Files
rocm-systems/docs/api/coll.rst
T
Yiltan f693c98fb2 Initial ROCm-docs (#92)
* Initial ROCm-docs commit

Co-authored-by: Aurélien Bouteiller <bouteill@icl.utk.edu>
Co-authored-by: Alex Xu <alex.xu@amd.com>
Co-authored-by: yugang-amd <yugang.wang@amd.com>
2025-05-08 13:39:28 -04:00

249 строки
7.0 KiB
ReStructuredText

.. meta::
:description: rocSHMEM intra-kernel networking runtime for AMD dGPUs on the ROCm platform.
:keywords: rocSHMEM, API, ROCm, documentation, HIP, Networking, Communication
.. _rocshmem-api-coll:
---------------------------
Collective Routines
---------------------------
ROCSHMEM_BARRIER_ALL
--------------------
.. cpp:function:: __device__ void rocshmem_ctx_wg_barrier_all(rocshmem_ctx_t ctx)
.. cpp:function:: __device__ void rocshmem_wg_barrier_all()

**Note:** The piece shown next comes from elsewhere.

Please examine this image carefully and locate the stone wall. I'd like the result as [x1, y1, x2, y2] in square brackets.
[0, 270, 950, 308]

:param ctx: Context with which to perform this operation
:returns: None
**Description:**
Perform a collective barrier between all PEs in the system.
The caller is blocked until the barrier is resolved.
ROCSHMEM_TEAM_SYNC
------------------
.. cpp:function:: __device__ void rocshmem_ctx_wg_team_sync(rocshmem_ctx_t ctx, rocshmem_team_t team)

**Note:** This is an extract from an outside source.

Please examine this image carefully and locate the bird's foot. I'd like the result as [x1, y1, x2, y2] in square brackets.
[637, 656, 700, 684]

.. cpp:function:: __device__ void rocshmem_wg_team_sync(rocshmem_team_t team)
:param ctx: Context with which to perform this operation
:param team: Team with which to perform this operation
:returns: None
**Description:**
Registers the arrival of a PE at a barrier.
The caller is blocked until the synchronization is resolved.
In contrast with the shmem_barrier_all routine, shmem_team_sync only ensures
completion and visibility of previously issued memory stores and does not
ensure completion of remote memory updates issued via OpenSHMEM routines.
ROCSHMEM_SYNC_ALL
-----------------
.. cpp:function:: __device__ void rocshmem_ctx_wg_sync_all(rocshmem_ctx_t ctx)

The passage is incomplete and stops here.